Interpretation Introduction

Interpretation: Using VSEPR theory to predict bond angles in given molecules.

Concept introduction: The Valence Shell Electron Pair Repulsion Theory abbreviated as VSEPR theory is based on the premise that there is repulsion between the pairs of electrons in all atoms.

Answer to Problem 26LC

Bond angles for the covalently bonded molecules are:

Methane = $\text{109}{\text{.5}}^{\text{o}}$

Explanation of Solution

We will use the formula, that is

Number of electrons $\text{=}\frac{\text{1}}{\text{2}}\text{[V+N-C+A]}$

Here, V= number of valence electrons present in the central atoms.

N= number of monovalent atoms bound to central atoms

C= charge of the cation

A= charge of the anion

Methane: in the given molecule we have carbon as the central atom and there are four hydrogens as monovalent atoms,

By formula we get

  $\begin{array}{l}\text{=}\frac{\text{1}}{\text{2}}\text{[4+4+-0+0]}\\ \text{=4}\end{array}$

As now we know the hybridization will be ${\text{sp}}^{\text{3}}$ and the geometry of the molecule will be tetrahedral.

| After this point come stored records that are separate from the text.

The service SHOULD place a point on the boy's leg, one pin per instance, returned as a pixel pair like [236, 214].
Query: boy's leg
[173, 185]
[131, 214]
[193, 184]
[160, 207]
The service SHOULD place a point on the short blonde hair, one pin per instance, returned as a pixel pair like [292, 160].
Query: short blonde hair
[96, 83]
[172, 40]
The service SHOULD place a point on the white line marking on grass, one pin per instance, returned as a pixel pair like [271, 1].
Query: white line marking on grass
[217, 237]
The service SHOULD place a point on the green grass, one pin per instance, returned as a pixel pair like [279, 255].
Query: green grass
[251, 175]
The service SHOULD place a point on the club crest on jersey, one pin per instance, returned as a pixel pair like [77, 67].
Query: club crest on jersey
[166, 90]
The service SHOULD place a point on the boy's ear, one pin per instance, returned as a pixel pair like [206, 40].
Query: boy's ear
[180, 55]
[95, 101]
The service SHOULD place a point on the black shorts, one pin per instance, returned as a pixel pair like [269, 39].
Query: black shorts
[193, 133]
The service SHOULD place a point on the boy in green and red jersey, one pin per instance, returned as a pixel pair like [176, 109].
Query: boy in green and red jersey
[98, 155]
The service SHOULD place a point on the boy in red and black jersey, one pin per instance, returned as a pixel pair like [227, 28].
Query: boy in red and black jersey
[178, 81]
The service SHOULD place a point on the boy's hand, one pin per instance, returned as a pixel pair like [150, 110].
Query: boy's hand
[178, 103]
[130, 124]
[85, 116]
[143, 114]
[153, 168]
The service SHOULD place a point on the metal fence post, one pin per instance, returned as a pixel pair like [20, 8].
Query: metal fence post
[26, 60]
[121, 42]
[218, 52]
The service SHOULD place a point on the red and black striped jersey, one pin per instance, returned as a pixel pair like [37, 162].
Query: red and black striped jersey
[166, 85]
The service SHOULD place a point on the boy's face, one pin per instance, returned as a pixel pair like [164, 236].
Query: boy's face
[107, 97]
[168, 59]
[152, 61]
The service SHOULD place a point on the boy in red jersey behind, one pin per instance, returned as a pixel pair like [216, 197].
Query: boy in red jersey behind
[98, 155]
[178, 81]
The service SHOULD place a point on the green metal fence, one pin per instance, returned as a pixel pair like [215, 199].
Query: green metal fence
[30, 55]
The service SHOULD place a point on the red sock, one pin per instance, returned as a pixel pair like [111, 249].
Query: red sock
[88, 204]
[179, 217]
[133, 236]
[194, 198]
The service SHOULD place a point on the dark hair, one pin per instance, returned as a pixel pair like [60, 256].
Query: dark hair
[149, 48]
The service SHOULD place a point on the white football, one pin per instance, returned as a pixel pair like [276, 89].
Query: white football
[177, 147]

Therefore the number of electrons is four.

So, the bond angle for the tetrahedral geometry is $\text{109}{\text{.5}}^{\text{o}}$ .

(b)

Interpretation Introduction

Interpretation: Using VSEPR theory to predict bond angles in given molecules.

Concept introduction: The Valence Shell Electron Pair Repulsion Theory abbreviated as VSEPR theory is based on the premise that there is repulsion between the pairs of electrons in all atoms.

Answer to Problem 26LC

Bond angles for the covalently bonded molecules are:

Ammonia = ${\text{107}}^{\text{o}}$

Explanation of Solution

Ammonia: Now in this nitrogen is the central atom and there are three hydrogens as monovalent atoms.

Now, from the formula we get $\text{=}\frac{\text{1}}{\text{2}}\text{[5+3-0+0]=4}$

So, the hybridization will be $s{p}^3$ and the geometry of the molecule will be pyramidal.

And the Bond angle for this is ${\text{107}}^{\text{o}}$ .

(c)

Interpretation Introduction

Interpretation: Using VSEPR theory to predict bond angles in given molecules.

Concept introduction: The Valence Shell Electron Pair Repulsion Theory abbreviated as VSEPR theory is based on the premise that there is repulsion between the pairs of electrons in all atoms.

Answer to Problem 26LC

Bond angles for the covalently bonded molecules are:

Water = $\text{104}{\text{.5}}^{\text{o}}$

Explanation of Solution

Water: Now in this water oxygen is the central atom and there are two hydrogens as monovalent atoms.

Now, from the formula we get $\text{=}\frac{\text{1}}{\text{2}}\text{[6+2-0+0]=4}$

The hybridization will be ${\text{sp}}^{\text{3}}$ and the geometry of the molecule will be bent as there will be two bond pairs and two lone pairs.

The bond angle for the pyramidal geometry is $\text{104}{\text{.5}}^{\text{o}}$ .

The bond angle reduces further due to greater lone pair repulsions.